Grace’in İçsel Calvary’si
Grace’in duygusal dağınıklığı, kendi hayal gücüyle şekillenen bir tür melodramatik öz-yıkım ritüeline dönüşüyor. Kendi kendine zarar verme eğilimleri, onun içsel acılarının sembolü olan bir kişisel çile yolu (Calvary) gibi işleniyor. Kesiği iyileşmeden yeniden kesen Grace, bir tür sürekli yenilenen bedensel metaforla özdeşleşiyor.

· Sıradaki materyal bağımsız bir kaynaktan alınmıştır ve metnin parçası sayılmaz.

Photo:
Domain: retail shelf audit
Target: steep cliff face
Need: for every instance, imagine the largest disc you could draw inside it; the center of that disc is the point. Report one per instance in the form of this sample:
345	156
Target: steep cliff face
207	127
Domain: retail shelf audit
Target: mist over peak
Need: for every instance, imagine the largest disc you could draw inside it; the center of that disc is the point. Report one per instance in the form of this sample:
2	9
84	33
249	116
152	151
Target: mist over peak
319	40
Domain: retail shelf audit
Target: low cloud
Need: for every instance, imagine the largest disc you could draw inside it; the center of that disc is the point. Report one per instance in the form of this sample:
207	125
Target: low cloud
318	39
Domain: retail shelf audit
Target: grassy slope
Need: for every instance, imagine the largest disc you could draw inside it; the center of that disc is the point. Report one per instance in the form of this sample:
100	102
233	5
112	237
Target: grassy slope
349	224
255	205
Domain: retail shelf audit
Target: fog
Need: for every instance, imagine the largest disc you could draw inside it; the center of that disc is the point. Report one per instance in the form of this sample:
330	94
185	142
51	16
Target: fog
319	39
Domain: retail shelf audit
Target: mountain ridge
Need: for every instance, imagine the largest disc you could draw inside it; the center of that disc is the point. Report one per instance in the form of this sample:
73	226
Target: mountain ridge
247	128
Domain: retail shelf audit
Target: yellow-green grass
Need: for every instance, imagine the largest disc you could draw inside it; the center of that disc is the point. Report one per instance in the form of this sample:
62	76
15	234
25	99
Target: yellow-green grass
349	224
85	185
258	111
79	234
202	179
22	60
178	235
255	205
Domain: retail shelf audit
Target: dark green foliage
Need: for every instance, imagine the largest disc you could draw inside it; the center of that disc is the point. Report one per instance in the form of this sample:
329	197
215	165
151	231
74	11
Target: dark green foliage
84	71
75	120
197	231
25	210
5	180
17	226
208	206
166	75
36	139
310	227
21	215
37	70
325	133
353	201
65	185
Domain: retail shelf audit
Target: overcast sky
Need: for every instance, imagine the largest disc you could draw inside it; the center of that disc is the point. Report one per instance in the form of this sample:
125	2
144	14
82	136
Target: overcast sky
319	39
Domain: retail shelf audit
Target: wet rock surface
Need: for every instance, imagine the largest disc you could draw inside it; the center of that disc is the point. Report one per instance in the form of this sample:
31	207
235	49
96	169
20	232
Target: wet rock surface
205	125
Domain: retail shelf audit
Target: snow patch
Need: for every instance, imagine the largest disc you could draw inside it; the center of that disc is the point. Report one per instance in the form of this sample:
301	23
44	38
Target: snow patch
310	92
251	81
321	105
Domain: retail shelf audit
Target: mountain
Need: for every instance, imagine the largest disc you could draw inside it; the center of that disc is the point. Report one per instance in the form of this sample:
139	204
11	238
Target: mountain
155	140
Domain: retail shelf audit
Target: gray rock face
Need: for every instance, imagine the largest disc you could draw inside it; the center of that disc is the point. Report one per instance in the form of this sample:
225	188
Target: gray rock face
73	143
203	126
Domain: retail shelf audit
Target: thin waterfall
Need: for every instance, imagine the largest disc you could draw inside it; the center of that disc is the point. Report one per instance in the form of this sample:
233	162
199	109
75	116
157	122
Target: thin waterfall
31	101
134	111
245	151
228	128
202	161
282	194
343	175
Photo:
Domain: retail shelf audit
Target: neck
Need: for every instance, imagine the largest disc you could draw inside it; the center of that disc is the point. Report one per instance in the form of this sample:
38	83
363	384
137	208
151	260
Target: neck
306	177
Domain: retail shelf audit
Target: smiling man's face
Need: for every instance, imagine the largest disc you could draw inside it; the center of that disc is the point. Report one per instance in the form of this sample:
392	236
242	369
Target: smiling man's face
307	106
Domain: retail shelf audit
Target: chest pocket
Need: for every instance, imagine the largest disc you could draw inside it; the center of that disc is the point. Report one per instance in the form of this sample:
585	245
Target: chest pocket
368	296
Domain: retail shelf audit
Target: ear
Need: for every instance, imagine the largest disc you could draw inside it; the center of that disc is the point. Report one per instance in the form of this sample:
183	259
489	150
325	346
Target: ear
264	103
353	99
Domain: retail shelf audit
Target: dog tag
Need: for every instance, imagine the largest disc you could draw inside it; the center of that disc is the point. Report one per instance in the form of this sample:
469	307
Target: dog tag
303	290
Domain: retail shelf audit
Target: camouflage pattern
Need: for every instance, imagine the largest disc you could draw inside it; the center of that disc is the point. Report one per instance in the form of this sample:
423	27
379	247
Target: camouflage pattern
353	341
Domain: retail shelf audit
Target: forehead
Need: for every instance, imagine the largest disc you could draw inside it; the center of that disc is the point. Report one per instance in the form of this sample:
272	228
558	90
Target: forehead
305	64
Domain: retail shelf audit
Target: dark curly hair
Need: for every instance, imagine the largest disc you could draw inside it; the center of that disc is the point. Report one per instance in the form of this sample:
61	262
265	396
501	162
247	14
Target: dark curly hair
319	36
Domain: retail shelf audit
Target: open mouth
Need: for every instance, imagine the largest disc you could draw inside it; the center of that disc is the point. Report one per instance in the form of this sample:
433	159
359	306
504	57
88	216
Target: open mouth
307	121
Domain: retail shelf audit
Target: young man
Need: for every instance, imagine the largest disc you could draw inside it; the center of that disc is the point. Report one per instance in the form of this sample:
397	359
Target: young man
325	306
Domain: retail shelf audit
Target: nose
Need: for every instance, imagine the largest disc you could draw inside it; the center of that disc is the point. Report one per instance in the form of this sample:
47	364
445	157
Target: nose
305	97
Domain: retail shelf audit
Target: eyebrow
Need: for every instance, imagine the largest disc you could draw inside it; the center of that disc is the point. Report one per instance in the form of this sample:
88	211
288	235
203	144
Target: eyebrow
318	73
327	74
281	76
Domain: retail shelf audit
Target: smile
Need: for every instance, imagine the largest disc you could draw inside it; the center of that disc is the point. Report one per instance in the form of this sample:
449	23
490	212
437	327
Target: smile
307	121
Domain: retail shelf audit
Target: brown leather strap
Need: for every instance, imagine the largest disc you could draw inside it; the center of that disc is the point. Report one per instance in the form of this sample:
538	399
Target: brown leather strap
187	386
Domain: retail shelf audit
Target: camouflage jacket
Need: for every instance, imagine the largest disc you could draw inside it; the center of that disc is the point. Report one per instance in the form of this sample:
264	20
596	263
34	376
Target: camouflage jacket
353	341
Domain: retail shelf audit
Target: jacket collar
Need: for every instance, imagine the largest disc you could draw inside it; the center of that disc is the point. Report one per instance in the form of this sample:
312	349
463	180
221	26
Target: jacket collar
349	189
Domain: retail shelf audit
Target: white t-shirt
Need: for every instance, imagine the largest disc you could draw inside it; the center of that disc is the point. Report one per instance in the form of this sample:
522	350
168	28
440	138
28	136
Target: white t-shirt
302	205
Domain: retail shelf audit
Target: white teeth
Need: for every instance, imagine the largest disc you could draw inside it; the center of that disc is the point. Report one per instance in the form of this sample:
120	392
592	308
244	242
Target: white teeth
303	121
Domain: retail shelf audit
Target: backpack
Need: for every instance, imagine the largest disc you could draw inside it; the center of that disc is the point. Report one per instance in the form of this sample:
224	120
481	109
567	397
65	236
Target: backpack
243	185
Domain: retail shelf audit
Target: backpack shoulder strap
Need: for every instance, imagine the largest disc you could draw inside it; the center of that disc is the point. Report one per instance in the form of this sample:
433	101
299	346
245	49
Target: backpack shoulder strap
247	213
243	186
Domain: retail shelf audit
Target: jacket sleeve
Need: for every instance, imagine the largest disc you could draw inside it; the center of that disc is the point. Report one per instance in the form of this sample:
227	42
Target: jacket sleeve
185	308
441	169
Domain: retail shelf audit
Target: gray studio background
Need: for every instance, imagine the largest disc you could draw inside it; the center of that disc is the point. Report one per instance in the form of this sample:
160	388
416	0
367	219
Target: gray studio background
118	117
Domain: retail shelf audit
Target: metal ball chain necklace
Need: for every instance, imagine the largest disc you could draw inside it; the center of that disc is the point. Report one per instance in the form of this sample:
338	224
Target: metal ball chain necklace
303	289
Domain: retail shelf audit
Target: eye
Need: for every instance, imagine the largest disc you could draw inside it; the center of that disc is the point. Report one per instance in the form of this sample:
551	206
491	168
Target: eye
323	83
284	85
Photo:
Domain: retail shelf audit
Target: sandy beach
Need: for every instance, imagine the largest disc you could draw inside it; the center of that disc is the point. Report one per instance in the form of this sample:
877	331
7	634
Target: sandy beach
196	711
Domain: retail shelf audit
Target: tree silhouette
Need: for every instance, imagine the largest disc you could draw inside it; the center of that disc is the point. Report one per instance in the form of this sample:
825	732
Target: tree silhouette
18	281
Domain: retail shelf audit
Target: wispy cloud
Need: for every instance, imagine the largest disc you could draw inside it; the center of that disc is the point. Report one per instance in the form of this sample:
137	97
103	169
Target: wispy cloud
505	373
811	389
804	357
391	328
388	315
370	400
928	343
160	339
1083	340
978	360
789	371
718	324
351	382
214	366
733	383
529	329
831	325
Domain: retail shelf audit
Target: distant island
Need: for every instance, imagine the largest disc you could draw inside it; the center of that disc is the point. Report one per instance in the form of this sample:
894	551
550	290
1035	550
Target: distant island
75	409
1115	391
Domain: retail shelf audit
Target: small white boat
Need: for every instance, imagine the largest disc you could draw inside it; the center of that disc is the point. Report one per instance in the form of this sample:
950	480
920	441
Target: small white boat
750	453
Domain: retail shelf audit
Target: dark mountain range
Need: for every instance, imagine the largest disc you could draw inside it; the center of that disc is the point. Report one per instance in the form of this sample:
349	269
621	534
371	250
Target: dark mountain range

Oyunculuklar ve Yan Karakterler
Robert Pattinson, duygusal olarak mesafeli ve içsel olarak çelişkili Jackson rolünde etkileyici. Sissy Spacek, Jackson’ın silahlı ve uykuda kahkaha atan annesi Pam rolüyle filme güçlü bir gerçeklik katmanı ekliyor. Nick Nolte, Alzheimer hastası Harry karakteriyle yıkıcı bir sessizlik barındırıyor.